Predictably, Coca-Cola and Pepsi are not fans of such research
In response to the publication of studies warning of the health dangers of soft drinks, such as obesity, Coca-Cola hired its own experts and funded its own studies. These Coca-Cola-funded studies have overwhelmingly produced results that reinforce the company’s message that lack of exercise, not sugary beverages, are to blame for the obesity epidemic.
Beverages studies with a financial conflict of interest — like those funded by Coca-Cola, PepsiCo and the American Beverage Association — were five times more likely to report that there was no correlation between soda consumption, weight gain and obesity than independent studies, according to a report published in the journal Plos Medicine in 2013.
‘Big Soda’ also influences local legislation
When local governments float legislation to curb America’s sweet tooth, it nearly always fails.
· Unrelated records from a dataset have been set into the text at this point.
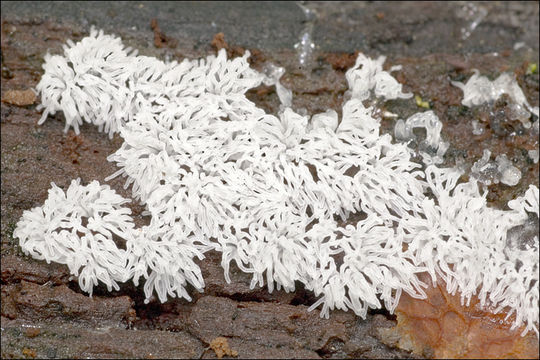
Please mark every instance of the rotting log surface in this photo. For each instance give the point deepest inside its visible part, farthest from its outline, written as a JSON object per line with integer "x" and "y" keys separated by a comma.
{"x": 44, "y": 314}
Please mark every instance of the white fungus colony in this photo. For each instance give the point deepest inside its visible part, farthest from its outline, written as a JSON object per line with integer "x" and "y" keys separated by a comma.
{"x": 217, "y": 173}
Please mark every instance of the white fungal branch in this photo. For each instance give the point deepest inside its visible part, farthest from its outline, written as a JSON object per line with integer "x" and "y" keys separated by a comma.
{"x": 216, "y": 172}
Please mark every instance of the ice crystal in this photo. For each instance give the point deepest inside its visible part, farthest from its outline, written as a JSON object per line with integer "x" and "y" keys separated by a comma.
{"x": 271, "y": 193}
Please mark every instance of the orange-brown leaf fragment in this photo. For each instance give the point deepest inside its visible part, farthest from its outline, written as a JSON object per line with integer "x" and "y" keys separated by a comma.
{"x": 441, "y": 327}
{"x": 221, "y": 347}
{"x": 19, "y": 97}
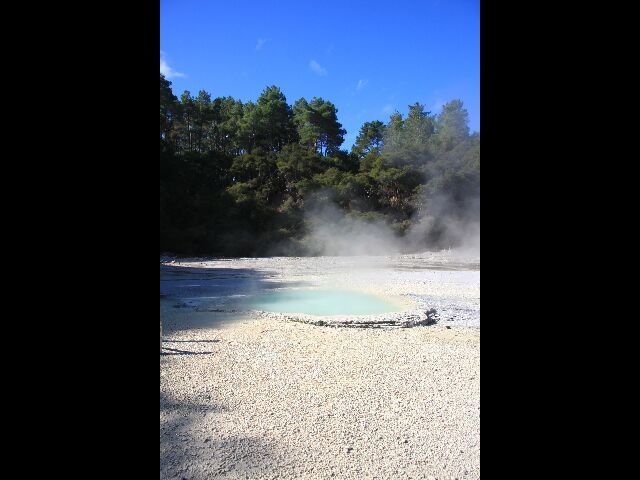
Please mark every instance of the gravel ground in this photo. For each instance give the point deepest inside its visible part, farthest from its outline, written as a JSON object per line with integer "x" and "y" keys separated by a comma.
{"x": 244, "y": 395}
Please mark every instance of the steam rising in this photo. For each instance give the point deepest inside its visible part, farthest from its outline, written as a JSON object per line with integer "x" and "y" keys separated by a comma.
{"x": 332, "y": 232}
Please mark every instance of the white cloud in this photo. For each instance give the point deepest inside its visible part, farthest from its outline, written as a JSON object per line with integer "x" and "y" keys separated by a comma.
{"x": 260, "y": 44}
{"x": 316, "y": 68}
{"x": 166, "y": 70}
{"x": 361, "y": 84}
{"x": 436, "y": 107}
{"x": 388, "y": 108}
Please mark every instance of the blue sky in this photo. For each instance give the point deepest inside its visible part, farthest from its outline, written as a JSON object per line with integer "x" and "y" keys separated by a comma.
{"x": 367, "y": 57}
That’s in large part because of the country’s powerful beverage lobby, including Coca-Cola, PepsiCo and the ABA — companies that stand to lose considerable profits if Americans eschew soda in favor of tap water.
“Don’t let bureaucrats tell you what size beverage to buy!” screamed @pepsi. pic.twitter.com/4s9qSVFa
— Lori (@TheResident)
September 22, 2012
New York and Chicago legislators both pushed for anti-soda legislation in recent years and failed. In 2012, when Chicago’s City Council proposed a soda tax, Coca-Cola intervened, donating $3 million to community centers in the city. It was an initiative in keeping with the company line that lack of exercise, not soda, is to blame for the country’s obesity crisis.
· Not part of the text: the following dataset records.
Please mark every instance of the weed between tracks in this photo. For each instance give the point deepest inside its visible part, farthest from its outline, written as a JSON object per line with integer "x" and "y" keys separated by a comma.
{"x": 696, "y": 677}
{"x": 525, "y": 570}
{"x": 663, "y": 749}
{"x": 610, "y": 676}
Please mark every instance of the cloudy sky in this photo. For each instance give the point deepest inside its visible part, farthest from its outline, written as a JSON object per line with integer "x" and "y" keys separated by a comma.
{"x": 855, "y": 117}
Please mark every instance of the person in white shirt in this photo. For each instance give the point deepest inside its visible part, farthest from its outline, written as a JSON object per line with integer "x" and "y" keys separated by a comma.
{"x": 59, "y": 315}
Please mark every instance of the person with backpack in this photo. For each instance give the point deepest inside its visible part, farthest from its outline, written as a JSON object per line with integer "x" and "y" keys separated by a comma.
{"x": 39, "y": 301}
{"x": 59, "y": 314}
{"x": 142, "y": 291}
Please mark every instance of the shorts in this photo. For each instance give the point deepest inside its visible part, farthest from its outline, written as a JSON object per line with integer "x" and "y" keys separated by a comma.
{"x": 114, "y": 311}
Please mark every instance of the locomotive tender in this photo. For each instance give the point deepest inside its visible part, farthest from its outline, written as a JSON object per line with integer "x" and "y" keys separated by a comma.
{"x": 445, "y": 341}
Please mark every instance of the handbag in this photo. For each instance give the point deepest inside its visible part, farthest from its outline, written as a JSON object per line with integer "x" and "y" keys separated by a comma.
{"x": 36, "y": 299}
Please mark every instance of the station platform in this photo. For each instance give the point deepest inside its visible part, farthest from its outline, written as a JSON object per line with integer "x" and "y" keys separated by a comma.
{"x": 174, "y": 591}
And in New York City in 2013, Pepsi did its part to halt then-Mayor Michael Bloomberg’s soda ban that prohibited businesses from selling sugar-sweetened beverages larger than 16 ounces. The soda giant plastered its trucks (like the one pictured above) with propaganda that framed the soda ban as a battle between Big Government and personal freedoms. The measure was struck down as unconstitutional by the state’s highest court the following year.
In California, a soda-tax bill failed in San Francisco in 2014, the same year that the nation’s first soda tax passed in nearby Berkeley. The succesful bill’s passage was not without opposition: The American Beverage Association raised $2.4 million to fight the bill in Berkeley, which has a population of only 116,000 residents. They raised $9.1 million to help kill the bill in San Francisco.
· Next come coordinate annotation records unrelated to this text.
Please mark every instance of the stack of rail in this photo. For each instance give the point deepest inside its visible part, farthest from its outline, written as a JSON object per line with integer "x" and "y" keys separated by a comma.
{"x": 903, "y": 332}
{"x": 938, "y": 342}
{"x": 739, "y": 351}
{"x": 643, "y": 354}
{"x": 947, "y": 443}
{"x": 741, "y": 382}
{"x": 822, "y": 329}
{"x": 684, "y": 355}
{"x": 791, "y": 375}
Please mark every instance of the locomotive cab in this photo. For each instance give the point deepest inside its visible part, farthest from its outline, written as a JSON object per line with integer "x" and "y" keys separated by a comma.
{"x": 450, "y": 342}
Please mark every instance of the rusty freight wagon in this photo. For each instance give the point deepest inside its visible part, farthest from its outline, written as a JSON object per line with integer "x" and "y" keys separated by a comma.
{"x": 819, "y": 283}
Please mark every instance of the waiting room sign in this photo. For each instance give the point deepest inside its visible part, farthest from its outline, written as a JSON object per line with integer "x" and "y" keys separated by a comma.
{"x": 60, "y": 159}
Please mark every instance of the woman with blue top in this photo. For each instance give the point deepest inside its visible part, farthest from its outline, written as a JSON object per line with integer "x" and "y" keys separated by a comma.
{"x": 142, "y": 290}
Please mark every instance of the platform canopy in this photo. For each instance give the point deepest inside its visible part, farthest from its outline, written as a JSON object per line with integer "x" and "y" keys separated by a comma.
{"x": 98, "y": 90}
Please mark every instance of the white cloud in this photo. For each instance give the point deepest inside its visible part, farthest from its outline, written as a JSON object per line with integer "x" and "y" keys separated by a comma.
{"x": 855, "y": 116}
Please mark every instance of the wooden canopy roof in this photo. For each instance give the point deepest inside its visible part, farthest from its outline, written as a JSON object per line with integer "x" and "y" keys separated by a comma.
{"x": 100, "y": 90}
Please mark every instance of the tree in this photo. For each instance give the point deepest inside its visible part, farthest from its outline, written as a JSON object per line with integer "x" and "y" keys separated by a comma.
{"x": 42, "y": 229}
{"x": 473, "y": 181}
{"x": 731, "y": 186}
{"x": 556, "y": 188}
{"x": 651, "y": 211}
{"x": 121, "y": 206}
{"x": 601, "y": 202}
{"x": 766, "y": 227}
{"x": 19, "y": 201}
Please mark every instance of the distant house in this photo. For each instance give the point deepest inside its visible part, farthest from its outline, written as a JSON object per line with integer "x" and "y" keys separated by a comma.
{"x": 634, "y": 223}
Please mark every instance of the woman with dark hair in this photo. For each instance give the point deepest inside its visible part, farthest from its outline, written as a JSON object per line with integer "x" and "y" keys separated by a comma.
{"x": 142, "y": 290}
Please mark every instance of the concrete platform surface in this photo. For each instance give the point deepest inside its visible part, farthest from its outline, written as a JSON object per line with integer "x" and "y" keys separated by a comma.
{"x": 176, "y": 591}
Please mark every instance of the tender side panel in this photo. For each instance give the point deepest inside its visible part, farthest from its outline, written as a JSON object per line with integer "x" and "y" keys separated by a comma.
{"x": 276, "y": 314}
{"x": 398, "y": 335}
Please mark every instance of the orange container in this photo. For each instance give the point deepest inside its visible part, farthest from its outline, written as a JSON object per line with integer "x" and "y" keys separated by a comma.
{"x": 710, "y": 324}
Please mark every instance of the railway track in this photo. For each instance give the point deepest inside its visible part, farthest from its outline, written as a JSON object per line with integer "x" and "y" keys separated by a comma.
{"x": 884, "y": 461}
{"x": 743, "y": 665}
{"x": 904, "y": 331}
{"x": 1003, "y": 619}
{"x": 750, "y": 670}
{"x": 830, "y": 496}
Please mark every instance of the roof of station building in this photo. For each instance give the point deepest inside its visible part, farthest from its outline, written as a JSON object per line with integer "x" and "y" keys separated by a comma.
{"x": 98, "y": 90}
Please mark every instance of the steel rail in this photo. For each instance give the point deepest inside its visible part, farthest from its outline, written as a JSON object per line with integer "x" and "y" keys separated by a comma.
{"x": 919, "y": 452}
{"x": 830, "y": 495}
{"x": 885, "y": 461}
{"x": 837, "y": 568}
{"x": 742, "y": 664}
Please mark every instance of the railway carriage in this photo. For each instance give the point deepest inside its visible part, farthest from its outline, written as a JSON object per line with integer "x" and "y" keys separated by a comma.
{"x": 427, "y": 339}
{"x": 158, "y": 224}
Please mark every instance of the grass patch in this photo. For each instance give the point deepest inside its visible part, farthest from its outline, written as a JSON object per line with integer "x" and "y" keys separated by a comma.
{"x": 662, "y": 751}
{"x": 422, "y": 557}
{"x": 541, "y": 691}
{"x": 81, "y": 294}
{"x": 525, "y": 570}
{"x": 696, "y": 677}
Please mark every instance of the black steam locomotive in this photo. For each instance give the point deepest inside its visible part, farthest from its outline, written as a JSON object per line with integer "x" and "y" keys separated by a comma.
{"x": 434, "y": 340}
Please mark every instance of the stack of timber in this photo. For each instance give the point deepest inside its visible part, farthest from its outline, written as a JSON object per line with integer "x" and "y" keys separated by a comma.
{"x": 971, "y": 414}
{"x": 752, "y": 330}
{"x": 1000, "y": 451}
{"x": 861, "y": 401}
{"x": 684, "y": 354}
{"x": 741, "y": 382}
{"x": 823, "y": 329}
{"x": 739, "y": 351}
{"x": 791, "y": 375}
We should take a page from Mexico’s soda tax
In Mexico, where more than 32 percent of adults are obese, the rising disease burden from obesity-related illness prompted public health legislation in the form of a 10 percent tax on sugar-sweetened drinks. It went into effect in January 2014.
Although there was backlash against the tax at the time of implementation — critics, some of whom worked for the beverage industry, argued that the tax would hurt sugar-cane growers and poor Mexicans — the results so far have been largely positive.
Sales of sugar-sweetened beverages fell 6 percent in 2014, and 12 percent in the last half of the year, The Guardian reported. Among low-income households, the results were even more profound, with sales falling 9 percent over the course of the year and 17 percent in the later half of the year. Clearly, Mexico is doing something right.
These early results aren’t conclusive, in that fewer people buying soda doesn’t necessarily mean that obesity is decreasing. But for Singh, regional public health policies are a step toward lessening the world’s disease burden. “Our study provides a basis for informing targeted policy development,” she said. “Our work suggests that things like [Mexico’s soda tax] are needed.”